Skip to content

Rclone - What is it?

Rclone is a command-line program that manages files in cloud storage. Rclone has powerful cloud equivalents to the Unix commands rsync, cp, mv, mount, ls, du, tree, rm, and cat. Rclone's familiar syntax includes shell pipeline support and --dry-run protection. It is used at the command line, in scripts or via its API.

https://rclone.org

Installation

On Mac OS

brew install rclone

On Linux

curl -O https://downloads.rclone.org/rclone-current-linux-amd64.zip
unzip rclone-current-linux-amd64.zip
cd rclone-*-linux-amd64
cp rclone* ~/.local/bin

Make sure ~/.local/bin is in your $PATH env constant.

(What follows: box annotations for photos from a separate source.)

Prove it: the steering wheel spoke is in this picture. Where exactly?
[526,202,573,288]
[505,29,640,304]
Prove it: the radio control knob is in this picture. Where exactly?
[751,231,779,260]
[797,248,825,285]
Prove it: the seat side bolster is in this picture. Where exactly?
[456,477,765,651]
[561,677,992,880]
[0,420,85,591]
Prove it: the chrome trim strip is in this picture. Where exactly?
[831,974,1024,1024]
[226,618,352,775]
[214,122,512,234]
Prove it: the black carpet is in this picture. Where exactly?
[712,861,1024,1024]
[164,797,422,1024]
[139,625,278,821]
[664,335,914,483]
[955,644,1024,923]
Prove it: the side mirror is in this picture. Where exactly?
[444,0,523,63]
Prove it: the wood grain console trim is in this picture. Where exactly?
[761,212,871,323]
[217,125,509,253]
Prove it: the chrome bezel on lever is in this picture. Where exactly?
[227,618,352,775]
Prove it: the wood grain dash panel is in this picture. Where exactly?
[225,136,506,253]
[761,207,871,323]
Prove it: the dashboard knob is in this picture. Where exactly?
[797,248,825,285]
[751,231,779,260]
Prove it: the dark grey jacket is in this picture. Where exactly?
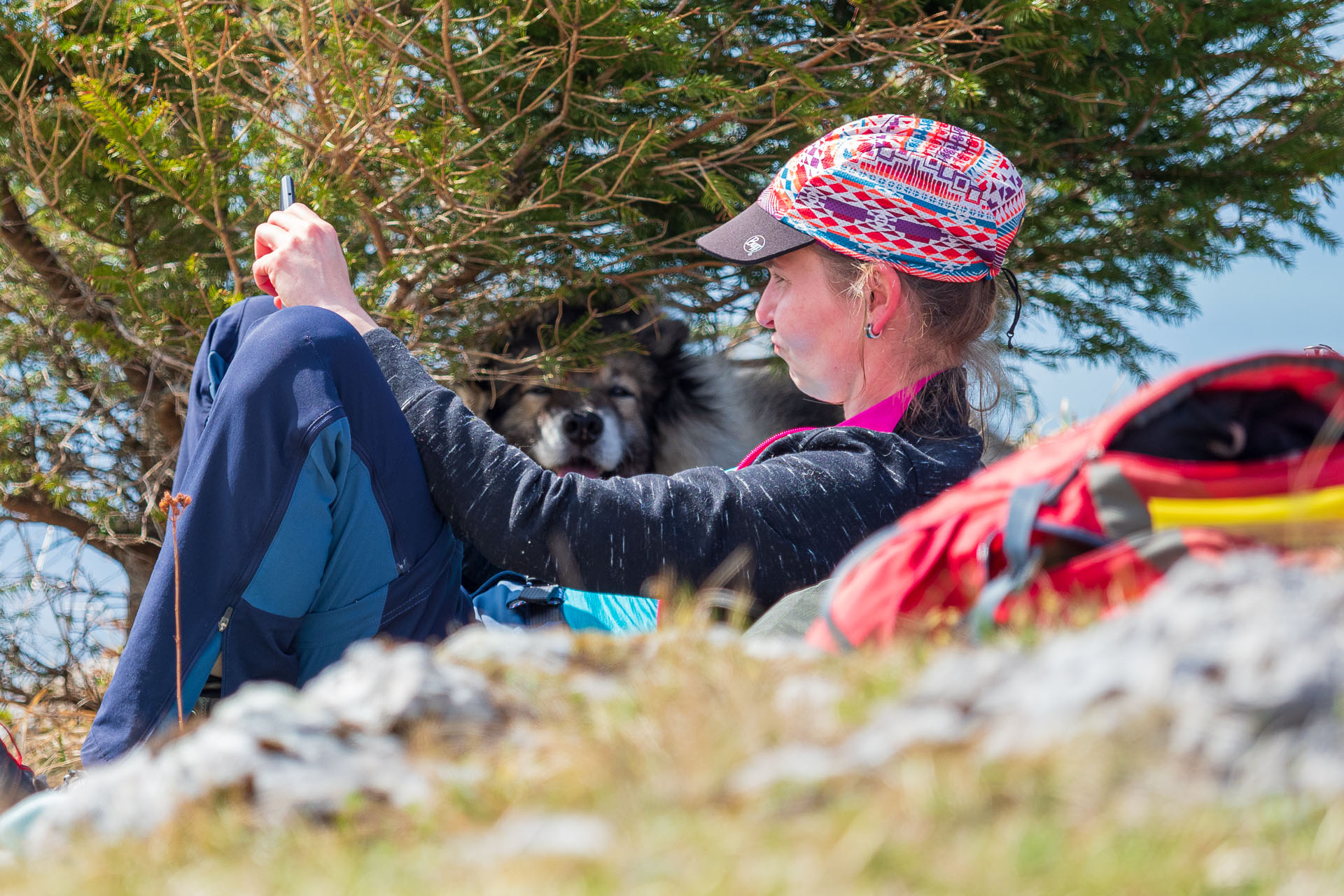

Configuration - example for Betzy HPC

touch ~/.config/rclone/rclone.conf

Add content:

[betzy]
type = sftp
host = betzy.sigma2.no
known_hosts_file = ~/.ssh/known_hosts
key_file = ~/.ssh/id_sigma2
md5sum_command = md5sum
sha1sum_command = sha1sum
port = 12
shell_type = unix

Command

rclone copy
rclone move

More elaborate example

Moving (i.e., copying data from the HPC system, checking correctness, removing on HPC system) files with selected extension and age

rclone -P move --include "*.{snap,idl,aux}" betzy:/cluster/work/sim sim_local

Above command will move (i.e., equivalent of unix mv command + checks sum) all files with extensions: *.snap,*.idl,*.aux leaving behind everything else (e.g., file with extension *.scr).

You can also add sub command --min-age 1h to make sure that files which are at least 1h old are moved. This can be useful if you are intend to restart your simulation from full snapshot not from *.scr file.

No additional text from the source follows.